TORINO, 17 FEBBRAIO 2016 – La II Commissione (pianificazione territoriale e comunicazione) del Consiglio regionale del Piemonte, presieduta da Nadia Conticelli (PD), stamattina ha affrontato il problema della scarsa ricezione del segnale Rai in molte zone del Piemonte. Sulla questione sono stati ascoltati Rai way, società del gruppo che si occupa del segnale, il responsabile per il Piemonte Ezio Torasso, il direttore del settore pianificazione frequenze della Rai, Roberto Serafini e il presidente del CORECOM, Bruno Geraci.

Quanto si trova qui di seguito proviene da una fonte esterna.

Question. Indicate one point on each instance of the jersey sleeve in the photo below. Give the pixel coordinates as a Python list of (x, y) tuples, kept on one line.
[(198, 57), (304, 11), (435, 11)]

“Il Piemonte – dichiara la presidente della Commissione Conticelli – è la regione con il più basso tasso di evasione del canone eppure si trova col triste primato di essere quella con la diffusione del segnale peggiore d’Italia”. In Commissione difatti è emerso che l’evasione del canone in Piemonte è il 17 per cento, a fronte di un dato nazionale pari al 30 per cento.
“Per ora – continua Conticelli – sono 201 i Comuni che hanno segnalato disservizi, con una concentrazione più alta nelle province di Cuneo, Torino e l’alto Piemonte. Servono investimenti per risolvere il problema una volta per tutte – rimarca – esistono nuovi ricevitori di segnale integrati con la banda larga e la telefonia mobile che superebbero la disomogeneità del segnale televisivo in Piemonte”. L’UNCEM (Unione dei Comuni montani) ha presentato un progetto per risolvere questo problema: prevede l’istallazione di 45 trasmettitori di nuova generazione per un costo totale di 18 milioni di euro. “Proprio la possibilità di installare ricevitori integrati con la banda larga – sottolinea la presidente – potrebbe attivare risorse previste dai Fondi europei sugli investimenti in innovazione tecnologica”. L’11 marzo prossimo il Corecom del Piemonte e l’Uncem hanno organizzato a Torino un convegno per affrontare il tema del segnale RAI in Piemonte.